To be constructed on a 330-hectare site about four kilometres north of Narrabri, the Silverleaf Solar Farm will comprise approximately 440,000 solar panels installed on single axis trackers. A transmission corridor will also be constructed, supporting 132kV power lines which will connect to Transgrid’s existing Narrabri substation.

Engie has not yet determined a start date for construction but expects the project will take between nine and 12 months to build.

The project builds on Engie’s Australian portfolio which includes 1.1GW of operating gas-fired power plants, 165 MW of operating wind farms and a 2GW pipeline of solar, wind and large-scale batteries under development.

Amp’s 85MW Hillston Solar Farm has achieved 100% generation

Image: Amp Energy

The Australian arm of Canadian clean energy investment firm Amp Energy has announced that the 85MW Hillston Solar Farm in the Riverina region of south-western NSW has achieved 100% generation.

Amp Australia head Dean Cooper said the Hillston solar farm in the state’s south-west has reached full production in less than three months from first energisation.

”Reaching full output ahead of schedule is a testament to the cooperation of all stakeholders, in particular the distribution network service provider Essential Energy, and the proactive management from our local team,” he said.

The Hillston project will generate approximately 235,000MWh of clean energy annually, the equivalent annual power consumption of approximately 48,000 households.

The generation milestone increases Amp’s operating portfolio in Australia to 115MW after the successful energisation earlier this year of its Molong Solar Farm.

The company is also moving ahead with the development of the 1.3GW Renewable Energy Hub of South Australia.
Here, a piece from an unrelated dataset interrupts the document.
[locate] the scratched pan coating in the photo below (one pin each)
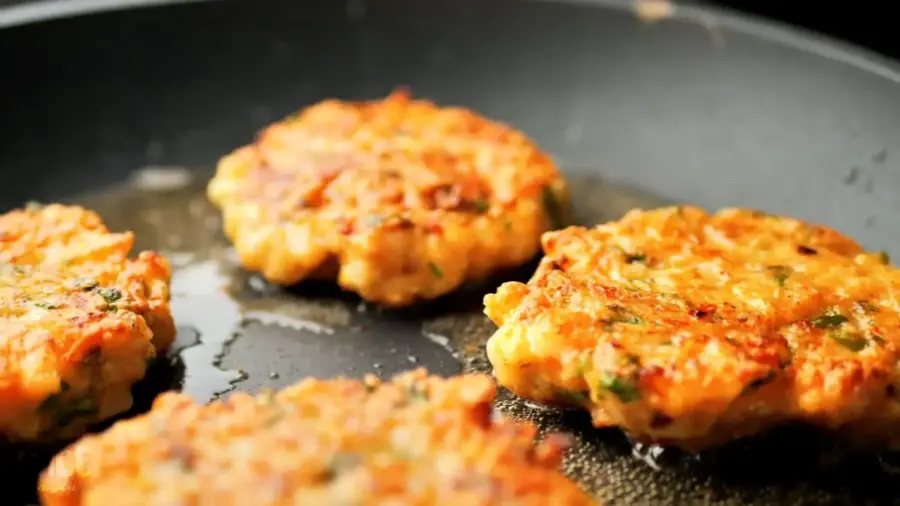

The $2 billion hub is to include large-scale solar projects at Robertstown, Bungama and Yoorndoo Ilga totalling up to 1.36GWdc of generation supported by a total battery energy storage capacity of 540MW.

An artist’s impression of what the Riverina and Darlington Point Energy Storage System will look like.

Image: Edify Energy

Infrastructure investor Federation Asset Management has agreed to buy a majority stake in the Riverina and Darlington Point battery energy storage project being developed in NSW’s southwest by Australian renewable energy and storage company Edify Energy.

The project, which has a combined 150MW/300MWh of storage capacity spread over three individual but co-located assets, is being developed in the state’s Riverina region. The project comprises the 60MW/120MWh Riverina Energy Storage System 1, the 65MW/130MWh Riverina Energy Storage System 2 and the 25MW/50MWh Darlington Point Energy Storage System.

Federation Asset Management, which paid an undisclosed sum for a majority share in the  project, said it will serve as the seed asset for its Sustainable Australian Real Asset (SARA) fund, pitched as the only energy transition fund focused on Australia.

Edify, which will retain a minority stake in the assets, will manage the construction and commissioning of the battery projects and will act as asset manager for the project.

The project, which plans to connect into Transgrid’s network via the Darlington Point substation, seeks to utilise Tesla’s Megapack systems to provide flexible, dispatchable capacity to the NSW market, and complement the region’s renewable generation, including the 275MW Darlington Point Solar Farm, developed by Edify Energy and UK-based investor Octopus. 

Construction on the project is due to start later this year and be completed by early-2024, with enough potential to power more than 46,000 homes for two hours of peak demand.